Suppose a given dataframe:
Model | Color |
---|---|
Car | Red |
Car | Red |
Car | Blue |
Truck | Red |
Truck | Blue |
Truck | Yellow |
SUV | Blue |
SUV | Blue |
Car | Blue |
Car | Yellow |
I want to add color columns that keep a count of each color across each model to give the following dataframe:
Model | Color | Red | Blue | Yellow |
---|---|---|---|---|
Car | Red | 2 | 2 | 1 |
Car | Red | 2 | 2 | 1 |
Car | Blue | 2 | 2 | 1 |
Truck | Red | 1 | 1 | 1 |
Truck | Blue | 1 | 1 | 1 |
Truck | Yellow | 1 | 1 | 1 |
SUV | Blue | 0 | 2 | 0 |
SUV | Blue | 0 | 2 | 0 |
Car | Blue | 2 | 2 | 1 |
Car | Yellow | 2 | 2 | 1 |
This dataset has billions of records so I'm trying to stay away from UDF's and prefer to use built in methods if possible.

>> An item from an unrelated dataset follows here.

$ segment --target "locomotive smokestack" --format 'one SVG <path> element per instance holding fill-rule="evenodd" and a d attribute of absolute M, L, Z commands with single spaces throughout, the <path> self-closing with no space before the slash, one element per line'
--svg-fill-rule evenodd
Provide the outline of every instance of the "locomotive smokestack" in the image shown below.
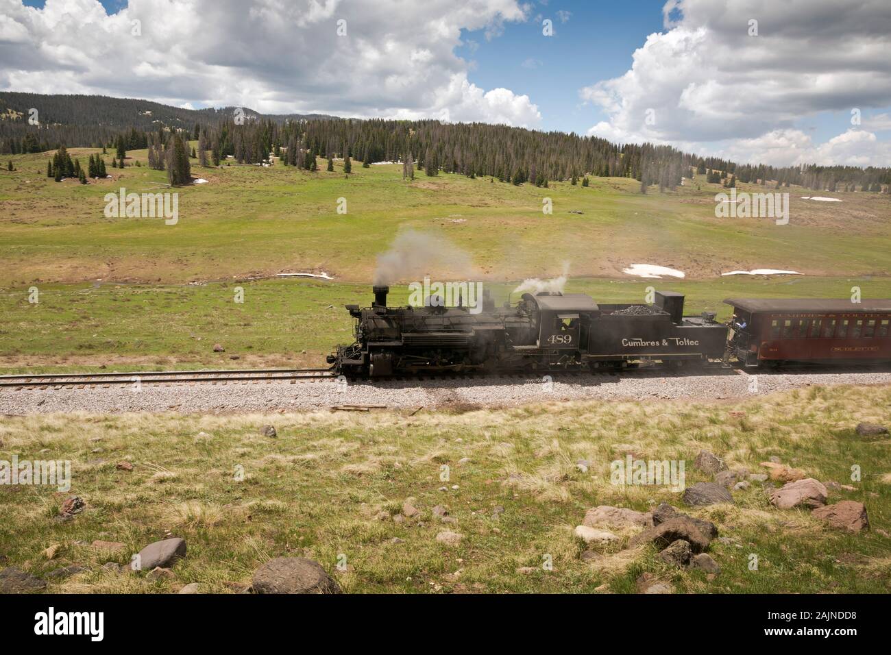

I normally use a window function with .size() and .collect_set() to count this type of data but adding multiple different new df columns based of different column categories is causing me issues because I'm not sure if I need to isolate the individual categories by adding additional window partitions or a .where() or isin() method with one window partition. Any feedback or recommendations are appreciated. Thank you.